Experts on exports think the change in GMO policy is unlikely to affect finished pet foods or their ingredients. However, ambiguities remain.

"The decree does not indicate that it is for animal consumption, so I would expect it to only be corn for human consumption," Fabián Ortiz, general director of Amexfal, wrote in an email.

Currently, Mexico's corn production doesn't meet the capacity needed by the pet food industry and animal feed sectors, he said. Nor will the country have that capacity for at least a few more years.

"However, we will be attentive to modifications to the legal framework by SADER and the Ministry of Finance," he said.

The American Feed Industry Association’s international policy and trade director has been in touch with the USDA Foreign Agricultural Service (FAS) in Mexico City, Victoria Broehm told Petfood Industry in an email. However, the decree is unclear, so the FAS is still continuing to research and ask questions of the government on whether it might extend to other corn byproducts or ingredients.

Likewise, Peter Tabor, vice president of regulatory and international affairs for the Pet Food Institute (PFI), said that, while the decree language indicates that the ban applies to human food, Mexico’s agriculture ministry has yet to make a determination of the scope of the ban as it applies to animal food. When other countries have taken similar steps to limit GMO cultivation or imports, they focused more on restricting transgenics in human food than in animal feed or pet food; US food and ag producers are hopeful Mexico adopts a similar approach.

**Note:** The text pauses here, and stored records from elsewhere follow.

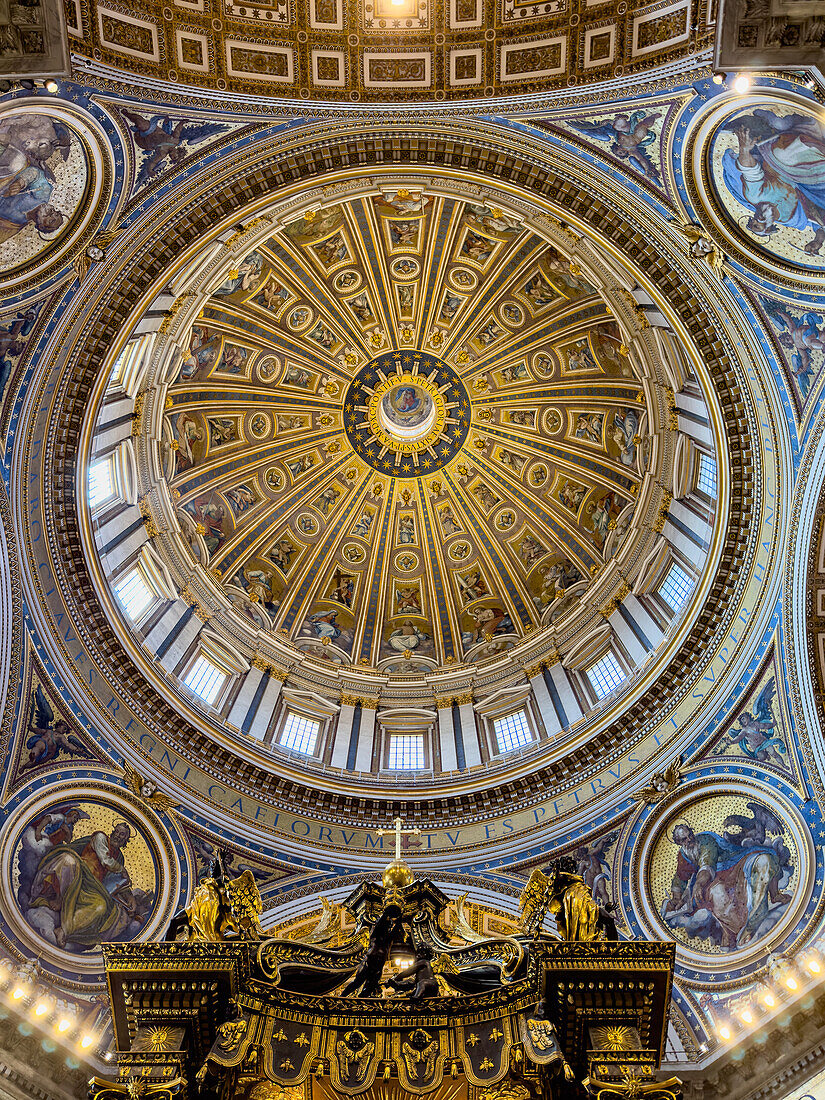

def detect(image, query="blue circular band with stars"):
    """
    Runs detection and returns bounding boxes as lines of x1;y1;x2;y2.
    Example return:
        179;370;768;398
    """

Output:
343;350;471;477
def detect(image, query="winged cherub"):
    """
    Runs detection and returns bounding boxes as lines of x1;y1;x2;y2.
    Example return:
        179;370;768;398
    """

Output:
21;685;89;771
634;757;682;802
123;760;177;813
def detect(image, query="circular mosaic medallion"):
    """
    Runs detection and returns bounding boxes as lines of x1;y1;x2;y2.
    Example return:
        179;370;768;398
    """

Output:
641;789;809;965
344;352;470;477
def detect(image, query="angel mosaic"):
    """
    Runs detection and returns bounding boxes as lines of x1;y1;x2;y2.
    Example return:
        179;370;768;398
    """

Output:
660;800;795;952
232;563;281;615
20;684;89;771
215;344;250;374
713;677;788;769
759;297;825;398
171;413;206;474
607;409;641;466
253;275;293;314
123;109;228;187
14;801;156;954
213;252;264;296
567;111;662;184
575;413;604;447
227;484;257;517
534;558;584;607
175;325;221;382
184;496;227;557
0;112;75;251
573;829;619;906
722;108;825;256
0;303;41;398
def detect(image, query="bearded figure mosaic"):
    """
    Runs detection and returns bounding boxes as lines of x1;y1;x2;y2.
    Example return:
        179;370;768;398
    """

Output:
711;101;825;271
12;800;156;954
0;111;88;272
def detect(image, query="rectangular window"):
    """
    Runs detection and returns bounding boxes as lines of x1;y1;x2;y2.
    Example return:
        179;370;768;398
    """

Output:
89;459;114;508
696;454;716;501
659;562;693;612
388;734;424;770
184;653;227;706
587;650;627;699
493;711;532;752
114;569;156;623
278;712;321;756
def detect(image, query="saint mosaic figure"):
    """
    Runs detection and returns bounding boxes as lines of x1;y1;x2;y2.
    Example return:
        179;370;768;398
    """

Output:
17;803;155;954
660;802;795;952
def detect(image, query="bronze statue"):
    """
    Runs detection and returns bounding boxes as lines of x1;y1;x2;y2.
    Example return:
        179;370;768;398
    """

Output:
341;905;402;997
520;856;618;942
166;851;265;943
387;944;439;1001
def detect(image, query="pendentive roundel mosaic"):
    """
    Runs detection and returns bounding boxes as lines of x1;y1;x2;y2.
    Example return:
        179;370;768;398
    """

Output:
649;794;806;955
11;796;158;955
0;103;100;278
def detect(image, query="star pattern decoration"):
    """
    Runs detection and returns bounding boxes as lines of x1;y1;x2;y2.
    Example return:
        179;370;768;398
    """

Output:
344;351;471;477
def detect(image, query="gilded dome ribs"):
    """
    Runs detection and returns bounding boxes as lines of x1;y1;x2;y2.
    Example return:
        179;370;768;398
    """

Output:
55;137;734;814
466;448;601;570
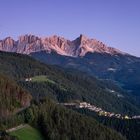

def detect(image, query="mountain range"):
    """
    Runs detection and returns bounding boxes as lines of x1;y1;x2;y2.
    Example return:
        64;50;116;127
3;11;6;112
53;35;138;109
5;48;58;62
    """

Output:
0;34;125;57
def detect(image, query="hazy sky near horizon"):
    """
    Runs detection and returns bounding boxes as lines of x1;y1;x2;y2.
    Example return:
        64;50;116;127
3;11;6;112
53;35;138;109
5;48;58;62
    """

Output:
0;0;140;56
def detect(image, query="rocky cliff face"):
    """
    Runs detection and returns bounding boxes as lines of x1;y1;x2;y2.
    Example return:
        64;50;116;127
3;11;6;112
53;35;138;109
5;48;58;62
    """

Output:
0;35;123;57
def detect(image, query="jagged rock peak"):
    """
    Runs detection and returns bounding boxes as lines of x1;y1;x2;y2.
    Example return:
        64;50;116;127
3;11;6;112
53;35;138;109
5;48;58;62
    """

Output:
0;34;124;57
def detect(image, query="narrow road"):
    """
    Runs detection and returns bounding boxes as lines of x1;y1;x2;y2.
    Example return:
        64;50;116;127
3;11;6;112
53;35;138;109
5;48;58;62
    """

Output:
6;124;27;133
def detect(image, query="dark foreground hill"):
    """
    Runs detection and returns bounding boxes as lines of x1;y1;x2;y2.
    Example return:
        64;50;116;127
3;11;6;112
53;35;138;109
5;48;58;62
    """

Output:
0;74;31;119
0;52;140;115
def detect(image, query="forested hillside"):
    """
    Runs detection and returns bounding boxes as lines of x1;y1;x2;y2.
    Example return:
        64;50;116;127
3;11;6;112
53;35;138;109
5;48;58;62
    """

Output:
0;52;140;115
0;74;31;119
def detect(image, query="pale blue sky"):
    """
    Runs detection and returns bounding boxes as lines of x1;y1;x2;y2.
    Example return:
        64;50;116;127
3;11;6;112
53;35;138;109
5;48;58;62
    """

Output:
0;0;140;56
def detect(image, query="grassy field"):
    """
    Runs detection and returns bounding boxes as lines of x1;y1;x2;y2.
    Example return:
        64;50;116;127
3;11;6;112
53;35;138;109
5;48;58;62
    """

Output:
10;125;44;140
32;75;55;84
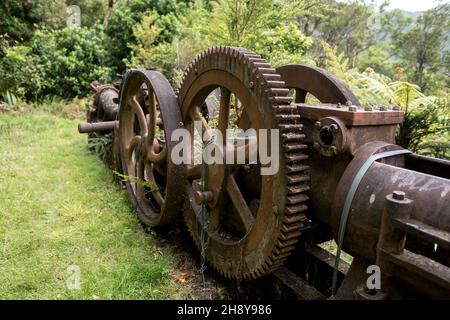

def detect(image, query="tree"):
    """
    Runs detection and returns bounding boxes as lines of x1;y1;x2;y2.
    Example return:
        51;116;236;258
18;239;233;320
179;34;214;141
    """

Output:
392;3;450;92
300;0;384;67
322;42;450;158
106;0;186;72
0;0;66;54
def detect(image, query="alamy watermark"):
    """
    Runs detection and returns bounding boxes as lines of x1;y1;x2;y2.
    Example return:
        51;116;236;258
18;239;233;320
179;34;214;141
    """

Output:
66;265;81;290
366;264;381;290
170;121;280;175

Value of corn’s crib in southern Mexico

Despite marketing claims that reject corn in dog and cat foods, researchers have found evidence that both dogs and cats can digest corn, especially in extruded pet foods. Although corn lacks the essential amino acids lysine, methionine and tryptophan, that shortfall can be compensated for by other pet food ingredients.

One of Earth’s most widely grown and productive crops, corn (Zea mays mays), likely started as little-finger-sized cobs of teosinte in southern Mexico. Over the centuries, Native farmers transformed those early ears into a staple crop. Farmers developed maize landraces, or varieties adapted to specific local conditions throughout the Western Hemisphere. Those corn harvests fueled empires from Cahokia to Cusco. Now, corn fuels much of the world, figuratively as food and literally as ethanol.

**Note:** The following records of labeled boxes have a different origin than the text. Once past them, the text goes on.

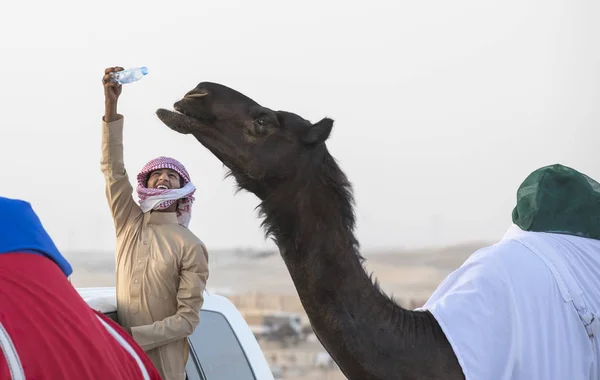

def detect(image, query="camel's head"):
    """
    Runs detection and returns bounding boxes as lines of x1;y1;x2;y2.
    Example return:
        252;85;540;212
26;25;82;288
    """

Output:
156;82;333;197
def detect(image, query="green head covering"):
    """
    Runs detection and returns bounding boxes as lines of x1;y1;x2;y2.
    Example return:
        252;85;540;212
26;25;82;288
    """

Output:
512;164;600;240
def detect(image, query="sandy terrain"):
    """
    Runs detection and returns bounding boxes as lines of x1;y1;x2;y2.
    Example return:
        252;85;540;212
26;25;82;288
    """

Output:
66;242;486;380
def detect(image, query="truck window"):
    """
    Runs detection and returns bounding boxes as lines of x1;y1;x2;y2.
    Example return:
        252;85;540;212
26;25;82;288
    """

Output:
189;310;256;380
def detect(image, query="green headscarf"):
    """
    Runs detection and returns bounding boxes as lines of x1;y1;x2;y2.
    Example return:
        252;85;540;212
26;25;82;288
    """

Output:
512;164;600;240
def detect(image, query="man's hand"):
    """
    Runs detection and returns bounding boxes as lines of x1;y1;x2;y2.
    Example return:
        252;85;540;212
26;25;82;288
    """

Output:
102;66;123;123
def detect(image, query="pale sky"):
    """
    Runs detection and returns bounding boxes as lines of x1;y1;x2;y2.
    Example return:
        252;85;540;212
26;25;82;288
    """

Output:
0;0;600;255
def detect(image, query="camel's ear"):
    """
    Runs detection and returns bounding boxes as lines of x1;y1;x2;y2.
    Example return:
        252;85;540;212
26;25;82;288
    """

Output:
302;117;333;145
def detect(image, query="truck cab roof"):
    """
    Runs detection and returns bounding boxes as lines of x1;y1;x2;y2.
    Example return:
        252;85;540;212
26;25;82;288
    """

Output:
76;287;274;380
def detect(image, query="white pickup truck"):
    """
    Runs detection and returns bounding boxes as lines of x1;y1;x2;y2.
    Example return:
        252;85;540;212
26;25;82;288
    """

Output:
77;287;274;380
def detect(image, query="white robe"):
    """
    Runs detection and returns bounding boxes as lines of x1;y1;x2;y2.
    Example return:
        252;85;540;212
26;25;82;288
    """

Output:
420;226;600;380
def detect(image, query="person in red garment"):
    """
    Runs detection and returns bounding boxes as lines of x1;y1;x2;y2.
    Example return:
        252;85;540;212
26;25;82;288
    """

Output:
0;197;161;380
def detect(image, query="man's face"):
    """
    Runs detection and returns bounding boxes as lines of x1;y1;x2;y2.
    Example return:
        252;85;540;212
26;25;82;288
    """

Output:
148;169;181;189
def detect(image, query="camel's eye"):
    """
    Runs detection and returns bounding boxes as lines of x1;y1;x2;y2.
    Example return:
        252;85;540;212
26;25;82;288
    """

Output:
256;117;269;127
253;117;269;136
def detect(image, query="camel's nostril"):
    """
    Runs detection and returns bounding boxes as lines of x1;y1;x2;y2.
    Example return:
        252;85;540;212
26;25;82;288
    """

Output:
185;90;208;99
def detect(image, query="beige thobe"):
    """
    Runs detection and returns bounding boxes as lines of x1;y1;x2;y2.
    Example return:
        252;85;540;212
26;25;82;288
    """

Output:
101;116;208;380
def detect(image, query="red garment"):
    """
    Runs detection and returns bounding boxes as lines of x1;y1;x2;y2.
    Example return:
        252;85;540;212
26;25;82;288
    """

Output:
0;253;161;380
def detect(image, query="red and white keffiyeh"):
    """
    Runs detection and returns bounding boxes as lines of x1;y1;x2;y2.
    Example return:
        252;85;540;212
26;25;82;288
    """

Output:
137;156;196;227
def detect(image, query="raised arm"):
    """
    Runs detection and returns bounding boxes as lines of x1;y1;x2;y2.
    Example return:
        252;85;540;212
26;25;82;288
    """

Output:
100;67;142;236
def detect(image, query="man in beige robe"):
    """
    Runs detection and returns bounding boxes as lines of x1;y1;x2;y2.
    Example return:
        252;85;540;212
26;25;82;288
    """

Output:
101;67;208;380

Pet food formulators and marketers may not think about corn as patrimony of the Mexican people, but corn's genetic diversity is one of the nation’s great treasures. However, like many Native treasures, corn was taken by colonizers and conquistadors, from whom it passed to the rest of the world. Still, in the multitude of corn cultivars found in Latin America, a range of genes provide everything from corn that fixes nitrogen in slimy roots to hardy drought and disease resistant varieties. However, those heirloom landraces are losing ground to hybrids, transgenics and other varieties developed outside the cultural and biological context of corn’s crib in Mexico. Just as in the United States and other regions, numerous varieties of traditional cultivars have been lost, as economic models change in rural areas. Even in those heirloom varieties that remain, scientists have found signs of transgenic corn spreading DNA into Mexican landraces, according to a report by Mexico’s Instituto Nacional de Ecología y Cambio Climático (National Institute of Ecology and Climate Change).

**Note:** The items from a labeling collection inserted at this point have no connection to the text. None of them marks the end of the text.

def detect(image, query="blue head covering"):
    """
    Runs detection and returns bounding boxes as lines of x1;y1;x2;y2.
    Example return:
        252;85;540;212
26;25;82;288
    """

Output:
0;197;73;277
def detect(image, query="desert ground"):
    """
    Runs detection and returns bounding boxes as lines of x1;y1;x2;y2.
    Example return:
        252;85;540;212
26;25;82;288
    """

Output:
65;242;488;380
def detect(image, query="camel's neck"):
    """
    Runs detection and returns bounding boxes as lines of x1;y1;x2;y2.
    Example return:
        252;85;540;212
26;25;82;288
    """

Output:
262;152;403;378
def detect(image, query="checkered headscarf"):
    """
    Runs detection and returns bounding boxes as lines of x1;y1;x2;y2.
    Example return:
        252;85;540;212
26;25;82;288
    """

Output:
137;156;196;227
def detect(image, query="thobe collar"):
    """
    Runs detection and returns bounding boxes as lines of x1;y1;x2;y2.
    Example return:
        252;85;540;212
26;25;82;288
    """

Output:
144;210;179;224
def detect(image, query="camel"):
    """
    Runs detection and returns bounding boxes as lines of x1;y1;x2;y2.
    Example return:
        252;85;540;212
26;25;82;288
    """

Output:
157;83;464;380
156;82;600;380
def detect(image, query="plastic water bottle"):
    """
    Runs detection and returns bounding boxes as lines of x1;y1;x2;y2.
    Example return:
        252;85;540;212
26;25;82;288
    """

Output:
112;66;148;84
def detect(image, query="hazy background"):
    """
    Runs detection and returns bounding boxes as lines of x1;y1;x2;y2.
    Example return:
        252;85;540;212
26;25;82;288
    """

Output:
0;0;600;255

Along with the native corn cultivars’ cultural value, researchers and crop breeders depend on them for novel genes that could allow breeding self-fertilizing corn or varieties that can withstand a warming, destabilizing climate. Although the risk of biopiracy remains, hopefully, crop breeders and genetic engineers will share the financial wealth these genes help create for corporation with the people who created the genetic treasures. Globally, all corn farmers stand to benefit from maintaining a robust bank of maize genes in Mexico.